Does any one know where the love of God goes
When the waves turn the minutes to hours?
The searches all say they'd have made Whitefish Bay
If they'd put fifteen more miles behind her.
They might have split up or they might have capsized;
May have broke deep and took water.
And all that remains is the faces and the names
Of the wives and the sons and the daughters.
Lake Huron rolls, Superior sings
In the rooms of her ice-water mansion.
Old Michigan steams like a young man's dreams;
The islands and bays are for sportsmen.
And farther below Lake Ontario
Takes in what Lake Erie can send her,
And the iron boats go as the mariners all know
With the Gales of November remembered.
In a musty old hall in Detroit they prayed,
In the Maritime Sailors' Cathedral.
The church bell chimed till it rang twenty-nine times
For each man on the Edmund Fitzgerald.
The legend lives on from the Chippewa on down
Of the big lake they call 'Gitche Gumee'.
Superior, they said, never gives up her dead
When the gales of November come early!
Joe Shlabotnik
(5,604 posts)But nobody minded.
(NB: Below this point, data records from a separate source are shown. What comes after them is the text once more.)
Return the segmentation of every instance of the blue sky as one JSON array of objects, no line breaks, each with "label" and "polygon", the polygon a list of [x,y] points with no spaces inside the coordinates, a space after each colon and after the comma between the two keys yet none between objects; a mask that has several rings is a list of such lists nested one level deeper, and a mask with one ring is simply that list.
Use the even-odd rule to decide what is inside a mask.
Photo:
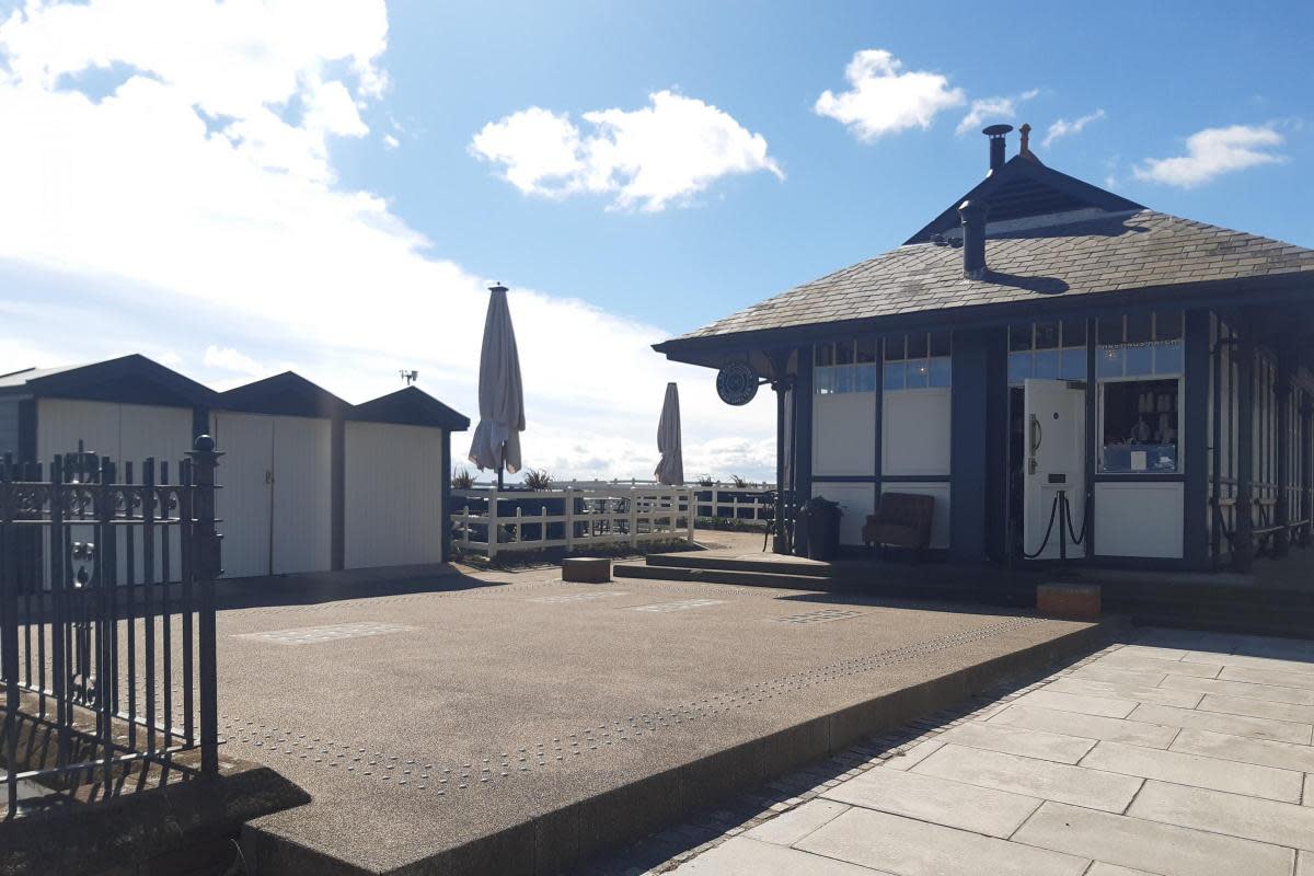
[{"label": "blue sky", "polygon": [[562,475],[648,475],[666,380],[686,471],[769,475],[769,402],[646,345],[897,246],[983,176],[986,123],[1314,246],[1307,3],[0,11],[0,370],[139,349],[363,401],[407,366],[474,414],[497,278],[526,462]]}]

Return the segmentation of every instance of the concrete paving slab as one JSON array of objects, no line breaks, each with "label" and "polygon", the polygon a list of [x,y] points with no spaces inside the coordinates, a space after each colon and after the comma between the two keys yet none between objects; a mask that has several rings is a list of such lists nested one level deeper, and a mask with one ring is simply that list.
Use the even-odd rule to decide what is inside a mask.
[{"label": "concrete paving slab", "polygon": [[1158,687],[1168,678],[1167,672],[1141,672],[1137,670],[1118,668],[1104,663],[1087,663],[1072,672],[1068,678],[1084,679],[1089,682],[1109,682],[1110,684],[1131,684],[1137,687]]},{"label": "concrete paving slab", "polygon": [[1296,703],[1314,705],[1314,690],[1282,687],[1279,684],[1255,684],[1254,682],[1225,680],[1218,678],[1185,678],[1173,675],[1163,680],[1160,687],[1171,691],[1192,691],[1196,693],[1223,693],[1226,696],[1248,696],[1254,700],[1271,703]]},{"label": "concrete paving slab", "polygon": [[763,843],[792,846],[832,818],[844,814],[848,809],[848,804],[833,800],[808,800],[802,806],[795,806],[770,821],[762,822],[744,835]]},{"label": "concrete paving slab", "polygon": [[1127,814],[1229,837],[1314,851],[1314,808],[1311,806],[1148,780]]},{"label": "concrete paving slab", "polygon": [[1273,718],[1275,721],[1314,725],[1314,705],[1272,703],[1269,700],[1256,700],[1248,696],[1227,696],[1225,693],[1206,693],[1205,699],[1196,708],[1201,712],[1248,714],[1256,718]]},{"label": "concrete paving slab", "polygon": [[1121,742],[1100,742],[1081,760],[1081,766],[1284,802],[1301,801],[1301,785],[1305,780],[1305,774],[1292,770],[1218,760],[1180,751],[1160,751]]},{"label": "concrete paving slab", "polygon": [[1169,750],[1201,754],[1222,760],[1256,763],[1279,770],[1314,771],[1314,747],[1311,746],[1246,739],[1229,733],[1183,730],[1172,741]]},{"label": "concrete paving slab", "polygon": [[823,796],[854,806],[1000,838],[1012,835],[1041,805],[1034,797],[950,781],[916,770],[869,770],[830,788]]},{"label": "concrete paving slab", "polygon": [[1288,876],[1294,863],[1290,848],[1062,802],[1041,806],[1013,841],[1068,855],[1099,855],[1106,863],[1162,876]]},{"label": "concrete paving slab", "polygon": [[[506,876],[569,871],[599,844],[947,707],[1092,629],[661,580],[565,599],[599,591],[548,571],[221,612],[226,750],[314,797],[248,825],[261,873],[435,862]],[[696,609],[631,611],[691,600]],[[837,607],[861,615],[775,620]],[[297,645],[248,637],[343,624],[392,632],[307,633]],[[319,858],[289,858],[298,850]]]},{"label": "concrete paving slab", "polygon": [[1194,730],[1213,730],[1214,733],[1230,733],[1251,739],[1272,739],[1275,742],[1296,742],[1309,745],[1311,725],[1293,724],[1290,721],[1275,721],[1272,718],[1252,718],[1242,714],[1222,714],[1218,712],[1196,712],[1192,709],[1175,709],[1171,705],[1142,704],[1127,716],[1129,721],[1143,721],[1173,728],[1190,728]]},{"label": "concrete paving slab", "polygon": [[1222,671],[1222,663],[1187,663],[1184,661],[1166,661],[1158,657],[1142,657],[1139,654],[1126,654],[1122,650],[1113,651],[1106,657],[1091,663],[1105,668],[1129,670],[1133,672],[1163,672],[1164,675],[1190,675],[1193,678],[1217,678]]},{"label": "concrete paving slab", "polygon": [[1113,682],[1091,682],[1071,676],[1055,679],[1046,684],[1045,690],[1059,691],[1063,693],[1110,696],[1120,700],[1135,700],[1137,703],[1176,705],[1179,709],[1193,709],[1200,705],[1200,700],[1205,696],[1204,693],[1196,693],[1193,691],[1171,691],[1162,687],[1117,684]]},{"label": "concrete paving slab", "polygon": [[871,809],[850,809],[798,848],[899,876],[1081,876],[1091,863]]},{"label": "concrete paving slab", "polygon": [[1102,860],[1097,860],[1091,864],[1091,869],[1085,871],[1085,876],[1155,876],[1155,873],[1143,869],[1131,869],[1130,867],[1118,867],[1117,864],[1105,864]]},{"label": "concrete paving slab", "polygon": [[957,745],[946,745],[913,772],[1106,812],[1126,809],[1141,788],[1135,776]]},{"label": "concrete paving slab", "polygon": [[1095,747],[1095,739],[1083,739],[1045,730],[1028,730],[995,724],[968,721],[946,730],[940,737],[941,743],[953,742],[970,749],[1020,754],[1024,758],[1039,758],[1056,763],[1076,763]]},{"label": "concrete paving slab", "polygon": [[1030,705],[1010,705],[988,722],[1047,730],[1084,739],[1112,739],[1130,745],[1144,745],[1151,749],[1167,749],[1177,734],[1177,729],[1171,726],[1156,726],[1123,718],[1102,718],[1096,714],[1055,712]]},{"label": "concrete paving slab", "polygon": [[907,751],[896,753],[882,766],[886,770],[912,770],[915,766],[940,751],[943,745],[942,739],[922,739]]},{"label": "concrete paving slab", "polygon": [[[1282,665],[1288,666],[1288,665]],[[1271,684],[1275,687],[1298,687],[1314,691],[1314,670],[1293,671],[1289,668],[1271,668],[1255,666],[1225,666],[1218,675],[1230,682],[1251,682],[1254,684]]]},{"label": "concrete paving slab", "polygon": [[679,876],[892,876],[748,837],[736,837],[674,872]]},{"label": "concrete paving slab", "polygon": [[1017,697],[1020,705],[1038,705],[1043,709],[1056,709],[1059,712],[1080,712],[1081,714],[1100,714],[1106,718],[1125,718],[1137,708],[1134,700],[1120,700],[1092,693],[1064,693],[1042,688]]}]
Its raw and hits a nerve for those who live around the lakes, and have friends and family working on the boats. It was a part of my childhood.
The Gordon Lightfoot song that really gets me though is Sundown; a bitter-sweet reminder of some of the associations that I've had in the past. The kind, that I guess, build character.
Agschmid
(28,749 posts)Paladin
(28,252 posts)Then I heard the late Stan Rogers' "The Mary Ellen Carter." His rendition of it is available online. Goosebump material......
I have always liked Lightfoot. His "Canadian Railroad Trilogy" is probably my favorite of his works.